TPR reported Wednesday that San Antonio slightly modified the language of the NDO and passed it (still with the LGBT protections), and that in light of the new language, the Attorney General's office changed its tune:

In a statement, Lauren Bean, Abbott's deputy communications director, praised city leaders for removing the language that many felt to be in violation of the Texas and U.S. Constitutions.

“We are pleased the city council heeded our advice and deleted this provision, which surely would have been grounds for a constitutional challenge to the ordinance,” Bean said.

“We will continue to review the ordinance and monitor the situation,” she said.

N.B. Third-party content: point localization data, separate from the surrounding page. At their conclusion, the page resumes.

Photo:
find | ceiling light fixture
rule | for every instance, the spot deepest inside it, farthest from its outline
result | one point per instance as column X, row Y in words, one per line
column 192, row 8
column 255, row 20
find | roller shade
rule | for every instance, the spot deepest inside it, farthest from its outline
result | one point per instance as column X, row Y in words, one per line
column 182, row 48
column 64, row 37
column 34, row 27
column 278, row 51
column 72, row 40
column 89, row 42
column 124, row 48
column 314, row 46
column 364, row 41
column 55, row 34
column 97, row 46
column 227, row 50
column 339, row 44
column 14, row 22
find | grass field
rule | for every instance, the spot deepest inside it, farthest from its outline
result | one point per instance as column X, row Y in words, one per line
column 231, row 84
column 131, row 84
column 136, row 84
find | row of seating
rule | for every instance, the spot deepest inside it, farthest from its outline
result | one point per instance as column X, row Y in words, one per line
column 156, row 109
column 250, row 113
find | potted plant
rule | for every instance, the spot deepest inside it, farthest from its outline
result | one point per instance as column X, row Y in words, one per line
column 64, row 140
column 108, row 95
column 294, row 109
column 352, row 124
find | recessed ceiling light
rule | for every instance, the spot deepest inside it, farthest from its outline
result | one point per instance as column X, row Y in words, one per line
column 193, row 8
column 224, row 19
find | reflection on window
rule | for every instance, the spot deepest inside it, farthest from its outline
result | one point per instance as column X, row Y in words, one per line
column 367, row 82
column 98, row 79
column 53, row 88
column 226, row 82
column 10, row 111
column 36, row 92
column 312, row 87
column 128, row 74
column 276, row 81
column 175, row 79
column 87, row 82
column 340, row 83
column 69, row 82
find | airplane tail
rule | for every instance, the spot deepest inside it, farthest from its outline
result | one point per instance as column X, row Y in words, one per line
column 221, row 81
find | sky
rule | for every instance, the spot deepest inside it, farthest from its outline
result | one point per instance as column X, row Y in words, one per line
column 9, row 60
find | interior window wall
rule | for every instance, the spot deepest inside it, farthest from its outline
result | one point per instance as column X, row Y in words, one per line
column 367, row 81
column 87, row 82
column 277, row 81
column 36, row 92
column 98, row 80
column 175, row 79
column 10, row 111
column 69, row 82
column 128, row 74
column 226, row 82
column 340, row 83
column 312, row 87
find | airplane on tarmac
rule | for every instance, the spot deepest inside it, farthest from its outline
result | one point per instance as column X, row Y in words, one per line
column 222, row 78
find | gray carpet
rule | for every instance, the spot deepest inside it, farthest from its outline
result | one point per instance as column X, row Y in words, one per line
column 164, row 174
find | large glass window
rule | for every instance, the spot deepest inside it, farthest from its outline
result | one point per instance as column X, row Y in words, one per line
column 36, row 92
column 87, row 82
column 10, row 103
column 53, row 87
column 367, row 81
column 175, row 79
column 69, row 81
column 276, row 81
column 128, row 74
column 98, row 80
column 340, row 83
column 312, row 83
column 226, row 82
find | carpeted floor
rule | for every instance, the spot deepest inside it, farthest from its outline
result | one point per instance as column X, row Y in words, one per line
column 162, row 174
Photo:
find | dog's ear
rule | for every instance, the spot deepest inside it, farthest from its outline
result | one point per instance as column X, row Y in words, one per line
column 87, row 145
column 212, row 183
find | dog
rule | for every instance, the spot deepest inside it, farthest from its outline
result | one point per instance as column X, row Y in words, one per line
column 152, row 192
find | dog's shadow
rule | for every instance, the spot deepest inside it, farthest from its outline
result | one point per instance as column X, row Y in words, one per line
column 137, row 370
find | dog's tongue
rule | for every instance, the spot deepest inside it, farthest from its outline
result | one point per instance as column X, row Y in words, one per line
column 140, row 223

It's not clear precisely what the Attorney General's office is going to monitor.  Government entities are free to establish that they will not discriminate against persons on the basis of immutable characteristics – such as race, ethnicity, or gender.  They're even free to prohibit discrimination on the basis of characteristics that are not immutable – such as religion.  In fact, in any of these cases, not only are they allowed to declare that a city and its employees will not discriminate on such bases, they are constitutionally prohibited from actually engaging in that discrimination.  

Religion, race, ethnicity, and gender are part of protected classes – groups of people that constitutional jurisprudence has seen fit to protect from the historical demons that have haunted us as a nation.  Sexual orientation and gender identification, however, are not yet protected classes under constitutional law, though the movement to make them so is gaining traction, and a growing body of law supports this position.

In the meantime, however, while the law is not yet well-settled and few – if any – court mandates necessarily command (or prohibit) public officials to accept the LGBT community as a protected class, then how an official interprets his duties or rights under the law betrays less his fealty to the law than his personal preferences – the very problem San Antonio's ordinance was designed to defeat.  A person who obstructs laws designed to halt discrimination against a disenfranchised and alienated class of their fellow citizens does so not under the protection of the law but under the impulse of personal belief or an eye to certain constituents.

This is not the first time Greg Abbott has tangled with a home-rule Texas municipality concerning equal protection for members of the LGBT community.  

In April, Abbott responded to an inquiry from State Senator Dan Patrick concerning domestic partnerships.  Patrick had asked if the Texas Constitution prohibited cities such as Austin from recognizing and providing domestic partnership benefits to their employees.  

In a non-binding, six-page opinion, Abbott had written that the Texas Constitution did, in fact, forbid such domestic partnership benefits, such as those found in Travis County, the City of Austin, Pflugerville ISD, El Paso, Fort Worth, the City of San Antonio, and El Paso County.  

And of course, Abbott's office is opposing same-sex divorce before the Texas Supreme Court.

Texas – small government; big interference.